A gentleman in DeKalb county, Indiana, writes to us that he is ready to serve Uncle Abe by entering the gunboat service, and inquires for the rendezvous. We have had several letters of the same import. In reply, we say that Cairo is the place. If our friends want to serve their country in earnest, let them call at once upon Commodore Foote, at Cairo. They will find him a most estimable man—a gentleman, in every sense of the the term, a son of old Connecticut, who is a stranger to fear, who believes in fighting, who has been under hot fire several times in his life, who is also cool, deliberate, judicious, earnest; whose whole soul is in this war, and who will, provided he can get ordnance and men, force the rebels to make quicker time from Columbus than the chivalric South Carolinians made from Tybee.
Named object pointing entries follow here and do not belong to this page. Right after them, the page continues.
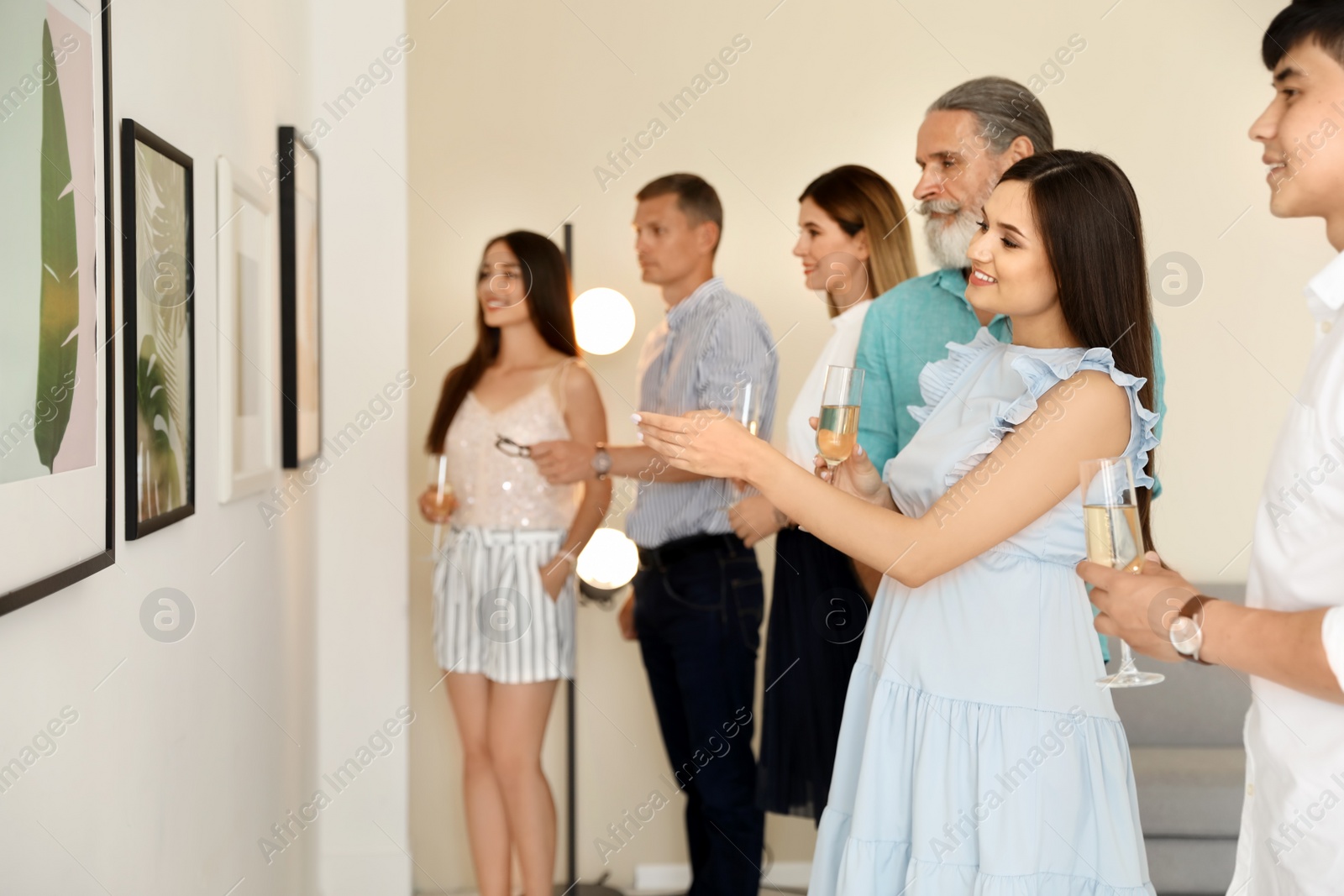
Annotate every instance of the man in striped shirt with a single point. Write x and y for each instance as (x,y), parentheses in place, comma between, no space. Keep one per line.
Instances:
(698,598)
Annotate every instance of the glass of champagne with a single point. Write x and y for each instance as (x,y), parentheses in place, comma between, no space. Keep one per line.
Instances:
(1115,539)
(746,410)
(444,499)
(837,427)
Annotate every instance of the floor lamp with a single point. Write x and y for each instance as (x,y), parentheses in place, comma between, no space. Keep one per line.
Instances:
(573,887)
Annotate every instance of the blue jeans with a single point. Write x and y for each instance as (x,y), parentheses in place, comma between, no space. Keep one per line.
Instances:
(699,626)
Commodore Foote win take every able bodied man who is willing to join him in this expedition, and thank them also.

A gentleman present in our office to-day, who is intimate with the Commodore, informs us that he does not ask for sailors, but for able bodied men, who can help run a gun out of the ports or ram down a cartridge. There are no long weary marches on the gunboats. We are confident that the stalwart sons of the West will not let this expedition down the Mississippi lag for the want of a few men. The pay is the same with that for corresponding grades of naval service.